Jobs Being Taken Very Slowly

It may happen that you see your jobs queueing for too long. This might be simply due to overload of the batch system (please check the batch GUI); more rarely, it can be also a problem with priorities. Indeed, it may happen that your jobs are assigned (by mistake) an accounting group with very low priority.

Hence, you can check if your jobs are assigned the wrong accounting group via (an example output is shown):

$ condor_q owner $LOGNAME -long | grep '^AccountingGroup' | sort | uniq -c
9 AccountingGroup = "group_u_ATLAS.u_zp.nkarast"
1496 AccountingGroup = "group_u_BE.UNIX.u_pz.nkarast"

You can force the use of the high priority accounting group modifying your .sub script as:

+AccountingGroup = "group_u_BE.ABP.NORMAL"

Advanced features

Spool Option

The -spool option can be used at condor_submit level, e.g.

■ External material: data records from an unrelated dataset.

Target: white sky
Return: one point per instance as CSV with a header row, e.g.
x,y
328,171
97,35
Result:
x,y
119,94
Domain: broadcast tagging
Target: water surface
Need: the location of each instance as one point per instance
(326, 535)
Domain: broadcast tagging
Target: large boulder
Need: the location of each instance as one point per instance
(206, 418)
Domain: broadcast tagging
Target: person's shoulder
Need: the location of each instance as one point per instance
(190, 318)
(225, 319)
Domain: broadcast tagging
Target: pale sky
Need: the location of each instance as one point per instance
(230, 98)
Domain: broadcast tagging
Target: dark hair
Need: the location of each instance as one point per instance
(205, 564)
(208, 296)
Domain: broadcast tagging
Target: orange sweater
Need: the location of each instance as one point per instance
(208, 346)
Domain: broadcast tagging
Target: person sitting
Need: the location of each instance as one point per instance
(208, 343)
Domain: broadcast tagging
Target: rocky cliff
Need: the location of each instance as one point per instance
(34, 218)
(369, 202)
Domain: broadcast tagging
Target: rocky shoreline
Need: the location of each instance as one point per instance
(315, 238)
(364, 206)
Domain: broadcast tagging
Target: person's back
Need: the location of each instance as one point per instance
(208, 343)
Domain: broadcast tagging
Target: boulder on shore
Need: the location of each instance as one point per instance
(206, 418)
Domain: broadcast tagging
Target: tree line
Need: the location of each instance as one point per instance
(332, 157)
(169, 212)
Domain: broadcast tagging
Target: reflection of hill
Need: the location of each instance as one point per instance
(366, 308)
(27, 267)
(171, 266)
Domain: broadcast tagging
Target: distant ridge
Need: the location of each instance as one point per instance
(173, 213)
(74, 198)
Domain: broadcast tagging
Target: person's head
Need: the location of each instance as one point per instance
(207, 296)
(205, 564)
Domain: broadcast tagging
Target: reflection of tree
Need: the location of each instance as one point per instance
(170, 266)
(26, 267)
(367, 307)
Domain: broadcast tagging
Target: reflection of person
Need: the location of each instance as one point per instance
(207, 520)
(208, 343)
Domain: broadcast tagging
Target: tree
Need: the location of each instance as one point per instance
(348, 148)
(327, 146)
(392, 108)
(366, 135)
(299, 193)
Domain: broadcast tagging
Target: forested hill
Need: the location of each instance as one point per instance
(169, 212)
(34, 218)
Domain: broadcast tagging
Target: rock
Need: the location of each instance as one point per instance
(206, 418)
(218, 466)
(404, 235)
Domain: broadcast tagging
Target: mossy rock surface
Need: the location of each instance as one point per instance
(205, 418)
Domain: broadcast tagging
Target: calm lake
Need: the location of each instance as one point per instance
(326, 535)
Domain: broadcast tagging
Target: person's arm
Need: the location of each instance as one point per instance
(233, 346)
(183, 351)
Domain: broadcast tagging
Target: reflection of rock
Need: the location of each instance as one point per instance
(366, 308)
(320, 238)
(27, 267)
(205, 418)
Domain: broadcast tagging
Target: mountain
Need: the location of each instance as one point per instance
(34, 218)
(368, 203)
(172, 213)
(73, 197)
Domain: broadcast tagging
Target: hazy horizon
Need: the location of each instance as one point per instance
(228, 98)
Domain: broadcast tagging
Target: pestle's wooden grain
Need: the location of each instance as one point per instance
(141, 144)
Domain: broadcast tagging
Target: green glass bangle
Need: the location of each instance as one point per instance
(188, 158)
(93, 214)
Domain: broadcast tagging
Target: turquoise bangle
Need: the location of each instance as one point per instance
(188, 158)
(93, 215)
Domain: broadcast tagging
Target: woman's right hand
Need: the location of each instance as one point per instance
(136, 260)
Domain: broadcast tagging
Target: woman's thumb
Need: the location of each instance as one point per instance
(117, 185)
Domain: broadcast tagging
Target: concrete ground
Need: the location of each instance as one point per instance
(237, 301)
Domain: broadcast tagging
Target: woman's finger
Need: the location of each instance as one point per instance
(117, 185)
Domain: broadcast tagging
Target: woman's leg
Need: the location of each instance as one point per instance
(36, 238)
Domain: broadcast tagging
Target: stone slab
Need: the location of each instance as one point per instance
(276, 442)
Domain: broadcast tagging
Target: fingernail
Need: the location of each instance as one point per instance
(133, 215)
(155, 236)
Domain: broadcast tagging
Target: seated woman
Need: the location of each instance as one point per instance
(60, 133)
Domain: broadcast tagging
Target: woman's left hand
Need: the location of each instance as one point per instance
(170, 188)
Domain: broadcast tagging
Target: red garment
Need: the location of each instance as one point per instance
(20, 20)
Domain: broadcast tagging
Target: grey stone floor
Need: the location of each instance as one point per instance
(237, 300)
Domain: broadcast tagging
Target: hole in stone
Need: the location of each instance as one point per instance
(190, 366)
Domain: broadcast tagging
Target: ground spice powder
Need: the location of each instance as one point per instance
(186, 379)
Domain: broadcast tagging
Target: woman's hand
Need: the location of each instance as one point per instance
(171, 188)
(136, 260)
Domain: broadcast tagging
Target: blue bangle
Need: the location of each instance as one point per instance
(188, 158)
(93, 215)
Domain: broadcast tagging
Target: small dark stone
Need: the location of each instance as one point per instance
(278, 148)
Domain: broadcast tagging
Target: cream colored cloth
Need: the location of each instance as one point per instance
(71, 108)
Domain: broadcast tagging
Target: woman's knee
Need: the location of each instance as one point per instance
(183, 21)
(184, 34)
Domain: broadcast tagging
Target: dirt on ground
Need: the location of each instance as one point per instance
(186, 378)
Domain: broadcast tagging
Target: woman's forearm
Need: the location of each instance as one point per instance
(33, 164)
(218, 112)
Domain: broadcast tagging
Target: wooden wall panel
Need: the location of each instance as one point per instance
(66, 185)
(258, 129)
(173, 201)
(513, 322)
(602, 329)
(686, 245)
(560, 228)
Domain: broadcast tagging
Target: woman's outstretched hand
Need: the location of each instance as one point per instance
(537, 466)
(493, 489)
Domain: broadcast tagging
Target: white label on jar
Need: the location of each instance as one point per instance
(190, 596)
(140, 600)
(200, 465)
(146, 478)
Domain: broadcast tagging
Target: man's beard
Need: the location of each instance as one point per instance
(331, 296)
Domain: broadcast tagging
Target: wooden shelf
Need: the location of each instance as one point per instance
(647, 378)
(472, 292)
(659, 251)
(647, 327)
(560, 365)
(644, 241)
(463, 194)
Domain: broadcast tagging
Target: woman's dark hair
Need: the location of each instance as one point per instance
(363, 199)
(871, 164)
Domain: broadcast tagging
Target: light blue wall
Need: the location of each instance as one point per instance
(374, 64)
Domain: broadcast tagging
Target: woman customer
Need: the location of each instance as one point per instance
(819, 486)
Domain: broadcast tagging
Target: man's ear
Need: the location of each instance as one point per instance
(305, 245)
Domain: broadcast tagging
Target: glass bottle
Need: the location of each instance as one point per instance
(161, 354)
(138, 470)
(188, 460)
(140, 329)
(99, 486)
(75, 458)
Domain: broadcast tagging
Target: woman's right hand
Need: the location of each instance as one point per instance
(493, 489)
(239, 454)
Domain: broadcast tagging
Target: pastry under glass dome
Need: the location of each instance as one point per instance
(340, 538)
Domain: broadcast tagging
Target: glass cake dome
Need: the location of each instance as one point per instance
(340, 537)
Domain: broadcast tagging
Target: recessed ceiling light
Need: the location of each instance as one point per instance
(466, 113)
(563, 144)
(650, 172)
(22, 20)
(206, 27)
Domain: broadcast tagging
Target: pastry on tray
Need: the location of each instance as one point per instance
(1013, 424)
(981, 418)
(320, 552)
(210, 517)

condor_submit -spool htcondor.sub

In this case, all the output files (transfer_output_files) and the error, log and output files are not generated once the jobs finishes, but only when requested by the user, after the job is over. Retrieval can be done via the following command:

condor_transfer_data $LOGNAME -const 'JobStatus == 4'

In the above example, the files from all completed job in each cluster will be retrieved.

In this case, the jobs may not automatically disappear from condor_q. Job removal takes place after 10 days the job has finished.

Submitting Jobs to HTCondor from a local Machine

The recommended way of using HTCondor is to submit jobs by logging to lxplus.cern.ch.

It is also possible to configure your own computer to manage HTCondor jobs, as described in this guide.